Apple acquires image sensor startup InVisage, will it reinvent the camera again?
Apple’s tirades to make the smartphone the most capable camera is neverending. Just last year , the Cupertino giant shook things up by implementing a dual camera setup that is now a common sight in phones across multiple price points. The portrait mode is now a make-or-break deal for consumers and lossless optical zoom has opened new frontiers in photography.

Now that it has revolutionised portrait photography and close-ups, Apple’s sights are now trained in making the image sensors take up less space inside the chassis which could open up to more innovation. Variable aperture, perhaps?

The iPhone-maker has reportedly acquired a California-based startup InVisage known for developing a new kind of imaging sensor that takes up less space. The startup, that was founded in 2006 was known for its “QuantumFilm” technology that are tinier and more performant than traditional sensors.

The company’s website explains the new technology as — “a photosensitive layer that relies on InVisage’s newly invented class of materials to absorb light; specifically, the new material is made up of quantum dots, nanoparticles that can be dispersed to form a grid once they are synthesized.”

The company mentions that the QuantumFilm sensor can absorb the same amount of light as the CMOS sensor but uses a layer that is one-tenth the thickness with a better low-light performance.

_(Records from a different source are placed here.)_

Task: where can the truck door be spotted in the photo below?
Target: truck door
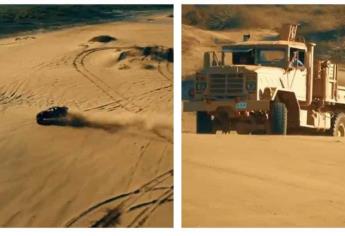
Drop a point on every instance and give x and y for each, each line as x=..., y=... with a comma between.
x=297, y=73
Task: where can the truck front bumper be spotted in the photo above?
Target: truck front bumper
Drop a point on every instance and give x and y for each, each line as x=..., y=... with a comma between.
x=232, y=105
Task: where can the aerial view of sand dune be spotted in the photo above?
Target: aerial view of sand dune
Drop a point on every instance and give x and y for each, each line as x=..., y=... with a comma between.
x=252, y=180
x=110, y=163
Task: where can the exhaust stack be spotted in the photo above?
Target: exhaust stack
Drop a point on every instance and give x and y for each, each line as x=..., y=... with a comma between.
x=310, y=73
x=288, y=32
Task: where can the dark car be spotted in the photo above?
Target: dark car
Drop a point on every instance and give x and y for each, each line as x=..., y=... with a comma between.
x=52, y=116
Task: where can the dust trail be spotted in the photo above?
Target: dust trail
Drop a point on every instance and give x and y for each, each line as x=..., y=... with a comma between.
x=158, y=124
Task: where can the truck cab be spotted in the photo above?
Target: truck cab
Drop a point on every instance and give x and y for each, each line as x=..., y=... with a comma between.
x=265, y=85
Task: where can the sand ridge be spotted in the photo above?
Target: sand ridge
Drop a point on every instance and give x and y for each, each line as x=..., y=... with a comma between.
x=51, y=174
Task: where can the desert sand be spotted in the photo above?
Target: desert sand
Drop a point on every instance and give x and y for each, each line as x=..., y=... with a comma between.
x=256, y=180
x=116, y=170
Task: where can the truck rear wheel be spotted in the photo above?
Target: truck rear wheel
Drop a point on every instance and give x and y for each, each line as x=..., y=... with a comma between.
x=278, y=118
x=203, y=123
x=339, y=125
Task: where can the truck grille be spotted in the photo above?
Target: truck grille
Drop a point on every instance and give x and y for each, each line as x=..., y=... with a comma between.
x=226, y=84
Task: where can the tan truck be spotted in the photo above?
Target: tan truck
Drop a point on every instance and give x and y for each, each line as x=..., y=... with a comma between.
x=268, y=86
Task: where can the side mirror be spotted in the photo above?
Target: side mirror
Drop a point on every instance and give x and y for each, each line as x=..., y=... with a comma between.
x=207, y=60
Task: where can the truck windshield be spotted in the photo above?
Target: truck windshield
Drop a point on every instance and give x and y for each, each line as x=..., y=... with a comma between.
x=271, y=56
x=258, y=56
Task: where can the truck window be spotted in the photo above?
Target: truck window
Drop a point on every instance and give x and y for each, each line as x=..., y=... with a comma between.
x=274, y=57
x=243, y=57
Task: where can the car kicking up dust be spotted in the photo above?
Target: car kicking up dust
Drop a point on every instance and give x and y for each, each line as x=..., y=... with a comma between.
x=160, y=125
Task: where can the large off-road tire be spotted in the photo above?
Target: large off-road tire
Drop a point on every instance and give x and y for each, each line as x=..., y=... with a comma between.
x=338, y=126
x=203, y=123
x=278, y=118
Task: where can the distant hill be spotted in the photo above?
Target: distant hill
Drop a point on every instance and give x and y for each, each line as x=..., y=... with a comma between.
x=19, y=18
x=323, y=24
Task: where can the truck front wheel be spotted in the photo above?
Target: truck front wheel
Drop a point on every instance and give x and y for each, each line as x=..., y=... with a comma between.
x=278, y=118
x=339, y=125
x=203, y=123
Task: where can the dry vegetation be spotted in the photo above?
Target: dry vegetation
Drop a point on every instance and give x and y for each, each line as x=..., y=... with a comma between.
x=323, y=24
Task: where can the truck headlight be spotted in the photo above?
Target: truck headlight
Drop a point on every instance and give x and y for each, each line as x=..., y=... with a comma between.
x=251, y=85
x=201, y=86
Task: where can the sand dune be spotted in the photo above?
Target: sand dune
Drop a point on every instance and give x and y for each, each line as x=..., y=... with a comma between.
x=52, y=174
x=256, y=181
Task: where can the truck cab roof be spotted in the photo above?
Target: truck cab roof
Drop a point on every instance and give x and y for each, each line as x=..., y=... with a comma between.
x=277, y=43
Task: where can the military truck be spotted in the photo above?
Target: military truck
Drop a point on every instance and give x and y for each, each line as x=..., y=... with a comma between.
x=270, y=87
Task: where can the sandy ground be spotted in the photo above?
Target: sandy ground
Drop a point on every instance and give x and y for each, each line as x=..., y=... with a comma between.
x=263, y=181
x=257, y=181
x=115, y=172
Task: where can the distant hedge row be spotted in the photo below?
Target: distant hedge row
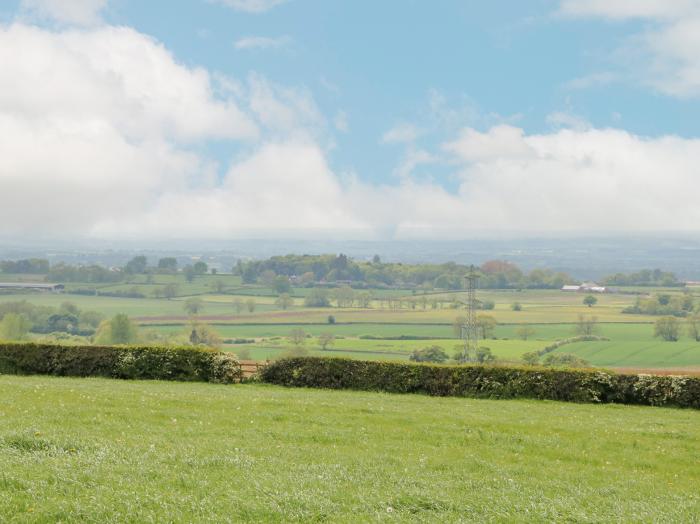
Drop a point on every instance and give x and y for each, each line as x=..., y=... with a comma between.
x=159, y=363
x=485, y=381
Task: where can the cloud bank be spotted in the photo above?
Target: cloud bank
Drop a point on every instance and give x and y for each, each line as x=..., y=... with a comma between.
x=102, y=133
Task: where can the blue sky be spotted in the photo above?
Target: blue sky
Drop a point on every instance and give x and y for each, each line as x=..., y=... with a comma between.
x=393, y=97
x=381, y=62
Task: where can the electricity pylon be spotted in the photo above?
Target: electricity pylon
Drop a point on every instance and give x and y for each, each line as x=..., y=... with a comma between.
x=469, y=329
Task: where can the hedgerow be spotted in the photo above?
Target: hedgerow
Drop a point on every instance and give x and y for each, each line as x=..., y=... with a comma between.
x=485, y=381
x=126, y=362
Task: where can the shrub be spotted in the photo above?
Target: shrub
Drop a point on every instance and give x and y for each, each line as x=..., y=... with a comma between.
x=485, y=381
x=429, y=354
x=156, y=363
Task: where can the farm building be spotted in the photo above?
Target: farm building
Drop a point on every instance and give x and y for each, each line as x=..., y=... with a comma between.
x=40, y=286
x=586, y=287
x=571, y=288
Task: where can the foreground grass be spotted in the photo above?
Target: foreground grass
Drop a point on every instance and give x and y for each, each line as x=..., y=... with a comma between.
x=99, y=451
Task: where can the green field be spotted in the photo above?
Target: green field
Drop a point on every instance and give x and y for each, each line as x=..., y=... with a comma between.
x=550, y=313
x=96, y=450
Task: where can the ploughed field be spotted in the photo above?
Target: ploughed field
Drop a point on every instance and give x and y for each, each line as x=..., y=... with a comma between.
x=375, y=332
x=101, y=450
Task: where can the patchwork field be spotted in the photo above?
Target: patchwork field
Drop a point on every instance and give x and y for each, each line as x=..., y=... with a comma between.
x=551, y=314
x=182, y=452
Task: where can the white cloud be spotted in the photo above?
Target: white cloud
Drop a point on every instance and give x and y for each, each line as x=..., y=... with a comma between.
x=95, y=124
x=284, y=111
x=411, y=160
x=283, y=187
x=75, y=12
x=401, y=133
x=251, y=6
x=262, y=42
x=100, y=132
x=578, y=180
x=567, y=119
x=666, y=55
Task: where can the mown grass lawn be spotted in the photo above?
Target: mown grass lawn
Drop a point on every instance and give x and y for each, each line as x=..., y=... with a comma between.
x=113, y=451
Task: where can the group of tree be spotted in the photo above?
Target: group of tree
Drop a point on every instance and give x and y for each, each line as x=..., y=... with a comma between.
x=485, y=326
x=36, y=266
x=670, y=328
x=309, y=270
x=22, y=317
x=663, y=304
x=646, y=277
x=241, y=305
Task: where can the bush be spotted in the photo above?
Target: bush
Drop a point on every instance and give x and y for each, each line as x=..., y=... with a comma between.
x=429, y=354
x=154, y=363
x=485, y=381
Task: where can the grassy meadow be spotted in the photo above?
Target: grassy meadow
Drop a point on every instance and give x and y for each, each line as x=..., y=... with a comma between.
x=550, y=313
x=100, y=450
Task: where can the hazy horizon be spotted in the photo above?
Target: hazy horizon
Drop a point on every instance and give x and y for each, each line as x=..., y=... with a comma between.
x=273, y=118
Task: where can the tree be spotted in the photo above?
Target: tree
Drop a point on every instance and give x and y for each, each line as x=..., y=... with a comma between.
x=364, y=299
x=204, y=335
x=119, y=330
x=566, y=360
x=429, y=354
x=525, y=332
x=297, y=337
x=167, y=264
x=344, y=296
x=14, y=327
x=193, y=305
x=590, y=300
x=250, y=304
x=200, y=268
x=586, y=326
x=531, y=358
x=267, y=278
x=136, y=266
x=486, y=325
x=281, y=285
x=91, y=319
x=325, y=340
x=284, y=301
x=170, y=290
x=458, y=325
x=694, y=327
x=667, y=328
x=484, y=355
x=69, y=308
x=318, y=297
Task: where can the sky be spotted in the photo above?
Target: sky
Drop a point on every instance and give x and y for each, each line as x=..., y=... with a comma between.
x=398, y=119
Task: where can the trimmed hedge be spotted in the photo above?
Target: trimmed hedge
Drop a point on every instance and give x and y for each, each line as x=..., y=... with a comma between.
x=485, y=381
x=126, y=362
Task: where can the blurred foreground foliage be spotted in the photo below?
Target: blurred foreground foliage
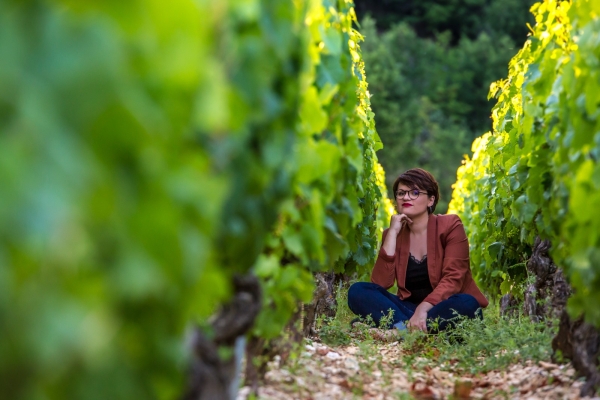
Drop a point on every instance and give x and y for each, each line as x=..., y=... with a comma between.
x=147, y=153
x=537, y=173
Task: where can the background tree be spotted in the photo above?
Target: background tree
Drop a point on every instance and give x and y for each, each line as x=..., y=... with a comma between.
x=430, y=65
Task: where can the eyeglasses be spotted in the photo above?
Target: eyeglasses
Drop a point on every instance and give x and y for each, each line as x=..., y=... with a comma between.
x=412, y=194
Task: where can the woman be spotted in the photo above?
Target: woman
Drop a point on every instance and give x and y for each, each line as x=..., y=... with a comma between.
x=427, y=256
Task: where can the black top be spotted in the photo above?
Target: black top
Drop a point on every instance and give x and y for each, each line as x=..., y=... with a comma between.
x=417, y=280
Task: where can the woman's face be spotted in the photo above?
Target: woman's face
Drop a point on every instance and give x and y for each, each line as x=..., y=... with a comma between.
x=410, y=202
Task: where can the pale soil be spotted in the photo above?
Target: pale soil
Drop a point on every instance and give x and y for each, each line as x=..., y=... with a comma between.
x=375, y=370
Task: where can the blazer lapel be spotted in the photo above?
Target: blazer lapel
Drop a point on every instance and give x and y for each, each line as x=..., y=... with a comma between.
x=404, y=243
x=434, y=272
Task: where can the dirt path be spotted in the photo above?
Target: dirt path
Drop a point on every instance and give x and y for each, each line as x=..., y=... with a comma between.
x=374, y=370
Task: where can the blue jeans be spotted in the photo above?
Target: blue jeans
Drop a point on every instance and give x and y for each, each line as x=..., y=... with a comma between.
x=366, y=298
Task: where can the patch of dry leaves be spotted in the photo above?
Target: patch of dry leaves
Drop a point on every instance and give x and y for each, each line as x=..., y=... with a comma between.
x=376, y=371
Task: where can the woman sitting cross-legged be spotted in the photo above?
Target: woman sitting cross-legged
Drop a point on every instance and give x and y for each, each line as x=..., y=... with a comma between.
x=427, y=256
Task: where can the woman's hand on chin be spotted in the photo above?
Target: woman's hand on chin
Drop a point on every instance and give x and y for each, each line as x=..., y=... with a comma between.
x=397, y=221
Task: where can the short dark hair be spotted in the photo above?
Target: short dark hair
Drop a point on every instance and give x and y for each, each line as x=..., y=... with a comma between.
x=418, y=178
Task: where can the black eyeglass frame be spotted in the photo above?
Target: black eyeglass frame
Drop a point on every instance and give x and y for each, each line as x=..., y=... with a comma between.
x=410, y=196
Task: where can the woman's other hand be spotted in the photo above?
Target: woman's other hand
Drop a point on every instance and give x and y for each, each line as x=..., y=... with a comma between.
x=419, y=318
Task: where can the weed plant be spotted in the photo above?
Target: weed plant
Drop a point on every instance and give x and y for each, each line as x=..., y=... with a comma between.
x=473, y=346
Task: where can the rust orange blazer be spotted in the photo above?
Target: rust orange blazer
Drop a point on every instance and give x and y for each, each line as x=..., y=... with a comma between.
x=447, y=261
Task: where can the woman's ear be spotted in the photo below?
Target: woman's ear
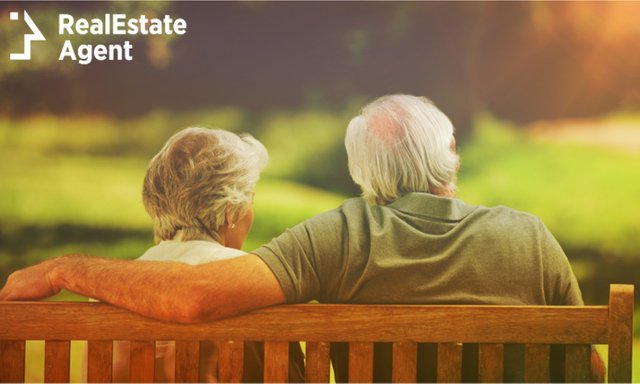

Neither Apple nor InVisage made a formal announcement of the acquisition, but TechCrunch reported it citing people inside both companies confirming the acquisition. Like most of Apple’s acquisition of smaller promising tech startups, there has been no word on the finances involved.

The QuantumFilm technology could mean Apple is going to develop its own image sensors from now which it needs to do in the face of stiff competition from Google and Samsung. Moreover, the new tech can also improve FaceID recognition as well as help slim down the design of the phones by removing the ugly camera bumps from future iPhones.